Das Mainevent meines Aufenthalts in Nara war aber das Wiedervereinigungstreffen mit meinen Unikollegen aus der PJ Zeit. Im Lauf des Abends kamen wir irgendwann auf die Diskussion, dass ich ja noch nie einen japanischen Club besucht hatte. Kosuke und Taito erklärten sich dann auch sofort dazu bereit, mich um diese Erfahrung zu bereichern. Sobald der Rest der Bande sich aufgelöst hatte (hier in Japan fangen alle am 1.4. an zu arbeiten und dementsprechend sind die meisten mit Umzug und Vorbereitungen beschäftigt) zogen wir zu dritt los und hatten gleich großes Glück, da der erste Club vollkommen leer war und wir genug Platz hatten, um unsere Gliedmaßen in der Gegend umherzuschleudern.
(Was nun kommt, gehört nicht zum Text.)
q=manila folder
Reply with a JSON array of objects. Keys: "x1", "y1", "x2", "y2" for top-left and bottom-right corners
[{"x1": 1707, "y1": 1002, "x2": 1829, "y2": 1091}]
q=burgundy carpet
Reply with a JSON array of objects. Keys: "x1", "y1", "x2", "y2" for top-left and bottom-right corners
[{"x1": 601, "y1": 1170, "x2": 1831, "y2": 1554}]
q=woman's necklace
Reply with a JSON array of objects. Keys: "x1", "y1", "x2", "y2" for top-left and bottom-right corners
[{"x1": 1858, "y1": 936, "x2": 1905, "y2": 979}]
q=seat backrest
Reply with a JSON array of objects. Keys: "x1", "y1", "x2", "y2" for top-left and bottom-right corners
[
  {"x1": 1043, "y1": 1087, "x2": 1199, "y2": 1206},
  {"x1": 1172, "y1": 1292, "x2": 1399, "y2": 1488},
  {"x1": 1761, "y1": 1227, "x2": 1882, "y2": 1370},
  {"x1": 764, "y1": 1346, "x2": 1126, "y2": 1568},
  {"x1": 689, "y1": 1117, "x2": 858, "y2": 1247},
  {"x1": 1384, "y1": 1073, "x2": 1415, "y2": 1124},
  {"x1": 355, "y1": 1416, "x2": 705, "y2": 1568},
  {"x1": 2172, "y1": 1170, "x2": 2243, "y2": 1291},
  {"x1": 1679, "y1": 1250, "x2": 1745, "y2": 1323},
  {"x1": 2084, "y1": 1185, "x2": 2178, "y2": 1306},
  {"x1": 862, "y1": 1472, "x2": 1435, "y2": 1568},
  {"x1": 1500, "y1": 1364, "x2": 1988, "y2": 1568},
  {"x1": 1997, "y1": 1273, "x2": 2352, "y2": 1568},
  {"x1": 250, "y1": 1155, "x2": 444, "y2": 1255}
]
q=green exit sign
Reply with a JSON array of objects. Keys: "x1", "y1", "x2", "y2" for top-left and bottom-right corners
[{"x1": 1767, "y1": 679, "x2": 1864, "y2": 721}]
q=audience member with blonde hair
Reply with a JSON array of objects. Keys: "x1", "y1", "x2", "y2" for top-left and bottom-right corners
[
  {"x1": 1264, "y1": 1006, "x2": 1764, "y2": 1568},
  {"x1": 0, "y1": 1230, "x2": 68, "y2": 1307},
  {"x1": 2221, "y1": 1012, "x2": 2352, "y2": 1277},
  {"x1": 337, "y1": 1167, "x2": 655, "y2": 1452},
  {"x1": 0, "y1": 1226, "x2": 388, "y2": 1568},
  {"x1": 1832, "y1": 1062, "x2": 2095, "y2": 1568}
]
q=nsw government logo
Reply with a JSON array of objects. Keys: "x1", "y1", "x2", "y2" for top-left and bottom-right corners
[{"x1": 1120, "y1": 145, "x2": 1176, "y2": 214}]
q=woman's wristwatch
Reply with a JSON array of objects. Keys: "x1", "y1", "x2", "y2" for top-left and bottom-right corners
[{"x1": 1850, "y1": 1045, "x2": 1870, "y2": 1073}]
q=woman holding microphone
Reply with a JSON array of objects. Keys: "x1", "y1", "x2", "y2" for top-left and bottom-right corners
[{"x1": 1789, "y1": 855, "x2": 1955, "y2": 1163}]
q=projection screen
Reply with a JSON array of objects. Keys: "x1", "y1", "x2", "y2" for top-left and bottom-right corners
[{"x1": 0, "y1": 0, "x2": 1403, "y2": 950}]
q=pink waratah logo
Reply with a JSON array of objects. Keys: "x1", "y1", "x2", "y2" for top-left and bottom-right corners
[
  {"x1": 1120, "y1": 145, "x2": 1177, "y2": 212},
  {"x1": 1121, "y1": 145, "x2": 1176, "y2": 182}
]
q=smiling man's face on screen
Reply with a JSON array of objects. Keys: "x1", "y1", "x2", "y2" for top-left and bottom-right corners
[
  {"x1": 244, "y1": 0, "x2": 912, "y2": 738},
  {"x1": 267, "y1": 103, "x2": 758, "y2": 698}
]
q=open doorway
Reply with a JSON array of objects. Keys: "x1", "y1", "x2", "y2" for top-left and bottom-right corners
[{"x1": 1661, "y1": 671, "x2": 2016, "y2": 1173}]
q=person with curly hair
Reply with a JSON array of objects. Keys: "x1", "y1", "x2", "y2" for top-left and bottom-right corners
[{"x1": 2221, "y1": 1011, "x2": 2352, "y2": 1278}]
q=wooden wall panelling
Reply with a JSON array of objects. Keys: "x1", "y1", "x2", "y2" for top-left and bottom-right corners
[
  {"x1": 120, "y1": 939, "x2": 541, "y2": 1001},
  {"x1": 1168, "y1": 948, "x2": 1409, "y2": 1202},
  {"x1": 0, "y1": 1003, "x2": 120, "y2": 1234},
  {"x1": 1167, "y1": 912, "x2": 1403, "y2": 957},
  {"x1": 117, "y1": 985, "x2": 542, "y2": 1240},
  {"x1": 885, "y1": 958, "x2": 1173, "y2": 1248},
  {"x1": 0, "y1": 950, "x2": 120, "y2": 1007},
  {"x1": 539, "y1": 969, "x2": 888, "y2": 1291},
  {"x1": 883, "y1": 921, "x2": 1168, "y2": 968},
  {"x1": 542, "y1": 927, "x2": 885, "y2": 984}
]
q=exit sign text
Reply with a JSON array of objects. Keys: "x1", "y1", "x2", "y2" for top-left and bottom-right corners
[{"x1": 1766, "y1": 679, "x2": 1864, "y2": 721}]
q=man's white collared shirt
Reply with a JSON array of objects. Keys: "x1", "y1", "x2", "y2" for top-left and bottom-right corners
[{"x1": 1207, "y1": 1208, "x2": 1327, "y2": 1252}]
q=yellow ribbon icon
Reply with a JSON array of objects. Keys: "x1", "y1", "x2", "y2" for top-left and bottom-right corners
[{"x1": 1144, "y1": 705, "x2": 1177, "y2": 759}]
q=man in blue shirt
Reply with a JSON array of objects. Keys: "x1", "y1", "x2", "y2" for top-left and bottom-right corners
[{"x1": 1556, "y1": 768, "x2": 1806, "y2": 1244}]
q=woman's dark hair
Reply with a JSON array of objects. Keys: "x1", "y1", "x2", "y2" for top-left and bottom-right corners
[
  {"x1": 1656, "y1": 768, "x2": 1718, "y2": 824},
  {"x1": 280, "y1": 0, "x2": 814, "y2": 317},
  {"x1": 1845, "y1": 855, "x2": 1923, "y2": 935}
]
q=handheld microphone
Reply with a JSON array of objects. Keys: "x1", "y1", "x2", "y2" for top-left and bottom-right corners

Der Eintritt betrug 1500 Yen, das ist etwas mehr als 10€ dafür ist aber ein Getränk bis zu 600 Yen inklusive. Im Club selbst gibt es fein säuberlich geordnete Schließfächer, in die man seine Sachen einschließen kann. Sehr japanisch eben.

Der zweite Club bot dann schon mehr Partystimmung, besonders begeistert hatte mich eine Gruppe von Sumokämpfern (kein Scherz), vier Typen, alle ca. 1,90 m groß und doppelt so breit wie ich, in traditioneller Yukata und umringt von Nutznießern. Leider haben sie abgelehnt ein Photo mit mir zu machen und ich wollte dann doch nicht weiter nachbohren...wer weiß wozu die in der Lage sind...
Die Party wurde dann allerdings um Punkt 1:00 Uhr beendet und wir fanden uns erneut auf der Straße. Mittlerweile hatten wir zwei Briten und einen Australier aufgegabelt, die die Hoffnung hatten, dass Japaner in Begleitung von einem Ausländer Englisch sprechen können. Ha! Lächerlich!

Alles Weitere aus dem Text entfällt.